Exception handling with GC proposal should define a bottom ref type of nullexnref and bottom heap type of noexn.
ToJSValue(v, 'exnref'):
throw TypeError(); // as v128 does today
ToWebAssemblyValue(v, 'exnref')
throw TypeError(); // as v128 does today
Instructions
Text format
throw_ref
try_table blocktype (catch | catch_ref $tag $label)* (catch_all | catch_all_ref $catch_all_label)?
instr*
end
Binary format
throw_ref ::= 0x0A
catch_kind ::=
0x0 => catch
0x1 => catch_ref
catch ::=
$kind:catch_kind $tag:u32 $label:u32 => ($kind $tag $label)
catch_all ::=
0x0 => nil
0x1 $label:u32 => (catch_all $label)
0x2 $label:u32 => (catch_all_ref $label)
try_table ::=
0x1F $ty: blocktype $c: vec(catch) $ca: catch_all
instr*
end
=>
try_table $ty $c $ca
instr*
end
Validation
throw_ref is valid for type:
[exnref] -> [t*]
for any t* (stack polymorphic, like throw and unreachable)
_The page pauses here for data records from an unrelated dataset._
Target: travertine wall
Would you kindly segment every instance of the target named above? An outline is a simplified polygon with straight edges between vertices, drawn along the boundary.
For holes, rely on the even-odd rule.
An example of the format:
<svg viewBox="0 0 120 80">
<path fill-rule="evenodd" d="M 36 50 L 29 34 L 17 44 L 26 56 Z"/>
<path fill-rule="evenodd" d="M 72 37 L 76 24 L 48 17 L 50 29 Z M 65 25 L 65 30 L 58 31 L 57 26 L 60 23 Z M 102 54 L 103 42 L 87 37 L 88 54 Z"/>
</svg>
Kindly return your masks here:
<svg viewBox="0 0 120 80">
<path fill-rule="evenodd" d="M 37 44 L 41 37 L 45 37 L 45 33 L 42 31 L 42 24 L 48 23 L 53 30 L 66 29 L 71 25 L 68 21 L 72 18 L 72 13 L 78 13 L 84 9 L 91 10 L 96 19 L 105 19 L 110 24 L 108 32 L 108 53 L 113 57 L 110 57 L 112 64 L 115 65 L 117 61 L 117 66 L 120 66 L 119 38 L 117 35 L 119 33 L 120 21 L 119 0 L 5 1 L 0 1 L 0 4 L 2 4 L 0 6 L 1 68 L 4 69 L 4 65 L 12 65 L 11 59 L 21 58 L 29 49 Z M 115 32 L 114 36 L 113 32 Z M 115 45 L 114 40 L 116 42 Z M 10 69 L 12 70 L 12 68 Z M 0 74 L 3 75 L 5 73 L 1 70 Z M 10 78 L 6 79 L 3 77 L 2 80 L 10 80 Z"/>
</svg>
try_table $blocktype ($catch_kind $tag $label)* ($catch_all_kind $catch_all_label)?
* validates as (block $blocktype) would
* every ($catch_kind $tag $label) must refer to a valid tag index and label index
* for kind == catch, the label must match a target type of [tag-params...]
* for kind == catch_ref, the label must match a target type of [tag-params..., exnref]
* any (catch_all $catch_all_label) must refer to a valid label index
* for kind == catch_all, the label must match a target type of []
* for kind == catch_all_ref, the label must match a target type of [exnref]
Execution
throw_ref will throw the received exnref value, trap if it is null.
try_table will execute as (block $blocktype) would if there are no thrown
exceptions. If an exception is thrown, its tag is checked against the list
of catches in order to find a match. If there is a match, then execution
continues in that label with the exception unpacked. If there is no match
and a catch_all, execution continues in that label. Otherwise, the exception
is propagated upward in the control stack.
Should we also consider a case that unpacks and drops the exnref, such as catch_drop? I've argued elsewhere that that would allow engines to elide the package allocation for such catching paths and thus avoid significant overhead.
That mostly seems to match what I defined here and implemented in the reference interpreter, except for the choice of opcodes. I don't feel strongly about those, but if you made different choices you probably won't be able to run the test suite binaries generated by the interpreter for now.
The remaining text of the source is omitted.